The finding may shatter the belief that a cell layer vital for eyesight called the retinal pigment epithelium, or RPE, is a nonrenewable resource, say researchers writing in a recent issue of Investigative Ophthalmology & Visual Science.
RPE plays a vital role in our visual health by forming the outer barrier of the retina and supporting the function of cells that receive light. Damage to RPE is present in many diseases of the retina, including age-related macular degeneration, which affects more than 1.75 million people in the United States.
With evidence that the body does indeed regenerate these cells in small amounts, scientists can focus on ways to accelerate natural healing processes to treat sight-robbing injuries or diseases.
"What this tells us is for problems such as age-related macular degeneration, we should be able to harvest stem cells to help repair the damage," said senior author Edward Scott, Ph.D., a professor of molecular genetics at the UF Shands Cancer Center and director of the Program in Stem Cell Biology and Regenerative Medicine at UF's College of Medicine. "The question is whether we can do it in a patient."

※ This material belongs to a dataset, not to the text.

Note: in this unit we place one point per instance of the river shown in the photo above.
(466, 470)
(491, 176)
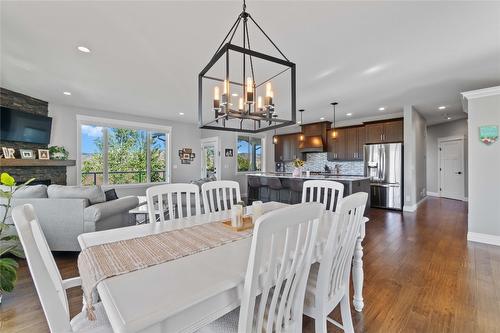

Scientists widely believe that RPE is a finite resource. The same belief used to be held about brain cells - people who suffered from trauma, stroke or disease formerly faced no hope of growing new cells to replace dead ones.
Then, in the late 1990s, when scientists began to report findings of brain cell growth in humans and monkeys later in life, focus turned toward understanding the mechanisms to regenerate cells in the brain.
Now, UF researchers believe it may be possible to also grow new cells in the retina to replace cells lost to injury or disease.
"In people, retinal pigment epithelium can become damaged with age," said Jeffrey Harris, a graduate student in the department of molecular cell biology in UF's College of Medicine and first author of the paper. "Factors like smoking and diet also come into play. The problem is without these cells, the rods and cones - our primary cells for vision - die. If we can regenerate the retinal pigment epithelium, it could make a big difference in our visual health."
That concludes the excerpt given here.